I shift away and twirl a finger at the waitress, indicating I’d like more sake. My boyfriend is twenty-six but always gets carded. I never do, for some reason, although I’m only almost twenty-one.
I wonder if the girlfriend will like the organic Fuji apples I selected, the juice with calcium and D and extra pulp. The expensive, brand-name juice I always buy for her. My boyfriend never keeps these kinds of things in the house on his own, for himself or me, only for her, for when she comes to town to get work done, and then to him, to heal. She lives near San Jose with an eight-year-old daughter she’d had on the teetering edge of being too old, and after acting failed, whom she refuses to raise amid the glitz and decay of Los Angeles. The daughter, my boyfriend has told me, goes to stay with her father when the mother is here, the ex-husband. The mother has been here a total of twenty-three weeks in the past two years, I calculate, the same two years I’ve been with my boyfriend, to undergo then recuperate from the work on fatty eye deposits, liposuction on tummy and hips, collagen injections, breast augmentation, facial chemical peel, and the current brow lift, which means the little girl has spent those same twenty-three weeks with her father, the ex-husband. I feel sorry for the little girl, her mother leaving so much. But it’s probably a special treat to spend that time with her father. I imagine he takes her on Ferris wheels at carnivals, clumsily braids her hair and ties bows, makes sure she washes her neck, holds her hand when they cross the street or go for strolls to get ice cream, tells her how wonderful and pretty and smart she is. The special kind of father stuff.
Meanwhile, my boyfriend icepacks his girlfriend’s body, changes gluey dressings, washes her rank hair in a basin, and gently feeds her the bread, orange juice, and fruit I buy. He watches over her full time, devoted, and slips out to spend little gaps with me. When she’s healed enough to go back to San Jose, her daughter, and her current business venture, the last of the fruit will rot and the bread will grow
mold and the juice will ferment to foam, and my boyfriend will return to me and his screenplays and his staples of beer and salsa and fried pork rinds for protein. He will spend a portion of the money she leaves him to stock up on margarita mixes, frozen pizzas, and canned cream soups and bank the rest. He keeps blue icepacks stuffed in with the frozen burritos and quiches and taquitos. It’s the kind of food we eat when I go over to his place, and I often wonder when that diet is going to kill him. But when she’s in town, and giving him extra money, he spends much of it taking me out to pricey dinners.

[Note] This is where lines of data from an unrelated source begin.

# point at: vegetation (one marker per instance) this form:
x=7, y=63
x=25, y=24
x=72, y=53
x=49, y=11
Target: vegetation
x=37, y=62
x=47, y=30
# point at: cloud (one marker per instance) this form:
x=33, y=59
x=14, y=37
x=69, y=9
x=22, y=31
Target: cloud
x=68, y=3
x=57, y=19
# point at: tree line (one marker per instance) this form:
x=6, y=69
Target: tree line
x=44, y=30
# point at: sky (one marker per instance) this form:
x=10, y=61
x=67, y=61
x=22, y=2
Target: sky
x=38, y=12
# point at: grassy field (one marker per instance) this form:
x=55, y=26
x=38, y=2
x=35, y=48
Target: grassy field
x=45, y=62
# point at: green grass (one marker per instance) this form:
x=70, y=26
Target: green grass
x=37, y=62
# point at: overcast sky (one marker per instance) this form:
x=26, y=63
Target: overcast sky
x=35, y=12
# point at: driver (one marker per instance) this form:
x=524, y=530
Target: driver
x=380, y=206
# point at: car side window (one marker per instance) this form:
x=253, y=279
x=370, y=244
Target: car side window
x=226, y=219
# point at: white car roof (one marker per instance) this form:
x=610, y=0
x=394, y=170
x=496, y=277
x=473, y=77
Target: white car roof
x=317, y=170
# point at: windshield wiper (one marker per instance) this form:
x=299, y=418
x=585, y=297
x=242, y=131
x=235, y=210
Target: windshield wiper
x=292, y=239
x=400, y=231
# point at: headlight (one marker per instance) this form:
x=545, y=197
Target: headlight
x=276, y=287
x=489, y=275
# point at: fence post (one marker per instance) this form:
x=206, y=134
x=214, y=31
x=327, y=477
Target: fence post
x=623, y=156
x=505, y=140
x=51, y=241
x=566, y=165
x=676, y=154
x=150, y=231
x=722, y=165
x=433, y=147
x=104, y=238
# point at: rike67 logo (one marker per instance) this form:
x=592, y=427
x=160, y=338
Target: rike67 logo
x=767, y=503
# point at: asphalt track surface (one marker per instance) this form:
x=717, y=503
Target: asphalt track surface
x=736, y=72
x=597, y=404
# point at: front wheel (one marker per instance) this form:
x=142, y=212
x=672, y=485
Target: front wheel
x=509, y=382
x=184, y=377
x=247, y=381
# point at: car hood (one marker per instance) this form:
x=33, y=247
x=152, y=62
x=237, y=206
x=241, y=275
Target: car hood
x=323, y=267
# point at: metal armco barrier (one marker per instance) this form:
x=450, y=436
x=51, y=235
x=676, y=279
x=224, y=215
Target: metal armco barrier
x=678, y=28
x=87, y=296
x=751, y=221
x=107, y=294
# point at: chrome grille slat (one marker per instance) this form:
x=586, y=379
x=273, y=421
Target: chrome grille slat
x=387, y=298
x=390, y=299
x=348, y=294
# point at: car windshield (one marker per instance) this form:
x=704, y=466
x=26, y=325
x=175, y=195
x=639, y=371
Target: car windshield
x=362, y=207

A couple of years ago she bought a pair of thigh-high leather boots, a boned spandex bustier, and a studded crop and placed an ad in the local paper. Silicon Valley guys called, lined up, became regulars, and she rose a tax bracket. But she got tired and worried about keeping it all up. She started getting work done, the minor nips and tucks, the same kind of work she’d eschewed when it might have helped an acting career in L.A. but now, well, her options were narrowing and she needed to make the most of what she had.
I don’t judge her, I had said to my boyfriend when he told me about her. She has a daughter to take care of. Food, clothing, rent. Life’s expensive. You do what you have to.
Exactly, he’d said. I keep telling you that.
The waitress brings another warm white bottle, and I pour.
So, she’s taken it online, he tells me tonight. Given she wasn’t actually fucking anyone anyway, you know? Customers e-mail requests, she links up maybe a dozen or so who want the same thing, just acts it out live online. She doesn’t even have to see these guys. She’s making a shitload of money. For just mind-fucking. Boilerplate B and D. The Come-to-Mommy crowd. No real fluids, no real skin.
So, why is she still getting all this work done? I ask.
He shrugs. Hey, even online she needs to look good. Who wants to get tied up and spanked by some old pig?